There is so much detail in the results that I won’t recapitulate. Just read the preprint and make sure to check out the supplementary text. What I will say is this.
- The Lombard migration seems to have been a migration of people of Northwest European heritage into Southern Europe.
- The migration occurred during the lifetime of some individuals. These were highly mobile individuals.
- There were associated groups with the Lombards, who were genetically distinct, and likely of lower status. Their Southern European character is also distinct from the native population of Pannonia in the case of panel A.
- The Lombards themselves had Northern European ancestry which was somewhat heterogenous (probably different tribes and ethnicities). The shift away from Finnish ancestry probably indicates sampling more from western and opposed to central Europe.
- Admixture with the local populations and other post-Roman groups began early on.
The ethnocultural distinctiveness of the Lombards is clear from the textual evidence. The genetic data here confirm that in totality. But, The Geography of Recent Ancestry Across Europe, also highlighted a lot of deep population structure within modern Italy, and could not discern much impact of barbarian migration outside of the Balkans across their data set. Why?

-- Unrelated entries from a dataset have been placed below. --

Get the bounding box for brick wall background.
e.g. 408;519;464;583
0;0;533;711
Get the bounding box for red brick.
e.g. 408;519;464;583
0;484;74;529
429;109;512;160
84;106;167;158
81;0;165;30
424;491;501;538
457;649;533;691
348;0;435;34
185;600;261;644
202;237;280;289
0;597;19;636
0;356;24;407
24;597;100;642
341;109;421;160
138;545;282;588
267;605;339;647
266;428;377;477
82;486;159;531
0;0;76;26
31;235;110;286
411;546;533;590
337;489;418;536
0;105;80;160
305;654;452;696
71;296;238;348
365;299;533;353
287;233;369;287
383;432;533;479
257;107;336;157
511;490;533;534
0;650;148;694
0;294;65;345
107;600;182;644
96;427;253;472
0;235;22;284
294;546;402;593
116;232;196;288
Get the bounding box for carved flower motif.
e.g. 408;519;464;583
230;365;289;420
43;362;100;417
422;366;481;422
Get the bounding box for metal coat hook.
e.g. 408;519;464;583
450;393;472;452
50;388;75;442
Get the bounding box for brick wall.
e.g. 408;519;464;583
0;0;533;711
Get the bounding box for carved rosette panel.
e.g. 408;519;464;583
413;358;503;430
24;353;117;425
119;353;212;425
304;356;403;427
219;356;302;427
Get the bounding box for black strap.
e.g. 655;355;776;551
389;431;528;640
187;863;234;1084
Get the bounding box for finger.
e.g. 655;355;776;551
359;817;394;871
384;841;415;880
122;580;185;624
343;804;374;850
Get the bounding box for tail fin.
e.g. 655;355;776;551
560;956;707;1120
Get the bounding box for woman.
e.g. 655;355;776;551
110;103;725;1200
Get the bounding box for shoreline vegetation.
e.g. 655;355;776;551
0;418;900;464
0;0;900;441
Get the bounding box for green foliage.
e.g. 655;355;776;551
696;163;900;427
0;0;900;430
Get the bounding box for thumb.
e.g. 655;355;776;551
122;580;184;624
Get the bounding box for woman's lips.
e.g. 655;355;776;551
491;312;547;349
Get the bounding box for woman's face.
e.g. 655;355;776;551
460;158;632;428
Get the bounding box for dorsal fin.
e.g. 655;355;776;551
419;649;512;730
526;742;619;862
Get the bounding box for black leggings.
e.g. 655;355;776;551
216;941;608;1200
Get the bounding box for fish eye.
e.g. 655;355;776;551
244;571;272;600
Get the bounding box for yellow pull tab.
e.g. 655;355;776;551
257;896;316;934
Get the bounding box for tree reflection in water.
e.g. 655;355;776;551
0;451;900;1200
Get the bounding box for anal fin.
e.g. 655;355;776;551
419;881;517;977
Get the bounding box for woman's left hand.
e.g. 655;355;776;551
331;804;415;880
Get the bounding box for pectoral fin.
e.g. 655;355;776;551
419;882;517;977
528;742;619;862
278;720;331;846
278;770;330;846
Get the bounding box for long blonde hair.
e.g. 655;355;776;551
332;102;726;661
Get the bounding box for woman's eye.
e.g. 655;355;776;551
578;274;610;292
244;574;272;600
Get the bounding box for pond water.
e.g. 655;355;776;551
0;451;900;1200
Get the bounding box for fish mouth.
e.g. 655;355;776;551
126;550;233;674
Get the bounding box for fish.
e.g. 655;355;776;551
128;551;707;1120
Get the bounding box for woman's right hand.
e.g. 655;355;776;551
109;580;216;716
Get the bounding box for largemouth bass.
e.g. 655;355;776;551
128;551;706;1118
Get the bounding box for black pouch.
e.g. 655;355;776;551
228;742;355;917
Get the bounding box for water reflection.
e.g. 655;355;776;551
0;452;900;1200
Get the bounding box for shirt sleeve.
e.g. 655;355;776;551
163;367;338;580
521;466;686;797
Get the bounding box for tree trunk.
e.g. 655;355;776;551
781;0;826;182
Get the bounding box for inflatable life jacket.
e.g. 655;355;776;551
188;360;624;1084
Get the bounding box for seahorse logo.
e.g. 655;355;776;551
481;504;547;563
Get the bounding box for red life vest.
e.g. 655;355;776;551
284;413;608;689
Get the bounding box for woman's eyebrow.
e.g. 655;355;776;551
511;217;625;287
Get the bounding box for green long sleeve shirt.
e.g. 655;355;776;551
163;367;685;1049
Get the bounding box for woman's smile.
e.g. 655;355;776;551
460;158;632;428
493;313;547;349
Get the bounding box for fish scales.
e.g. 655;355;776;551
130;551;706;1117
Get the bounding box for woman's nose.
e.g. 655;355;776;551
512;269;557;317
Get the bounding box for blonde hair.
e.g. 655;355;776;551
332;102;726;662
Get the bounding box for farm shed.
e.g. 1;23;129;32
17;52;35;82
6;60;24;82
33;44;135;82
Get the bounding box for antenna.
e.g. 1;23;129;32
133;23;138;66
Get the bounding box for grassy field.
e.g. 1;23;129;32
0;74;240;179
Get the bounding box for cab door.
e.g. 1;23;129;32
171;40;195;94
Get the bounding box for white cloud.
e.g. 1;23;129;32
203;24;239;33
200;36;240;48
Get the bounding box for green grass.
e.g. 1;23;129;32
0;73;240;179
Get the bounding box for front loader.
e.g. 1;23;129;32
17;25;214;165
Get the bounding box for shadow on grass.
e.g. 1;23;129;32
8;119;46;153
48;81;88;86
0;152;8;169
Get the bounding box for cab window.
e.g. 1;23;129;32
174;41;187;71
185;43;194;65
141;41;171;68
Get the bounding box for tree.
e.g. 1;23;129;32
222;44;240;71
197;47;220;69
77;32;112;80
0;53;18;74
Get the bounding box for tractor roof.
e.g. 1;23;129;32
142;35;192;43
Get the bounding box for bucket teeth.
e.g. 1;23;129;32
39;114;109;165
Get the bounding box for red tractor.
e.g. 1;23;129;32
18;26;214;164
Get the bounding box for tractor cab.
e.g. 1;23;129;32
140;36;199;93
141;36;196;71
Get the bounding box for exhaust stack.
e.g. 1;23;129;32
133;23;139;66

It is rather clear that there were population declines across the West Roman Empire in the years after the Gothic Wars. If you read the textual evidence you imagine some sort of catastrophe going on. In human terms it was catastrophic. On the scale of economics, it was catastrophic. But in terms of population genetics, the long-term impact was not that extreme. The local population structure was not much altered because the Roman population base was so high that even a large decline did not induce bottleneck effects, and the German elite was also small enough it did not much perturb the underlying structure which had roots back to the period before the Roman Empire. Even in the first generations of Lombards in Italy, which is the Collego data set reflects, there was intermarriage between German people and others.
The demographic impact of the German migrations was huge on culture, politics, and economics. But it was not huge on population genetics.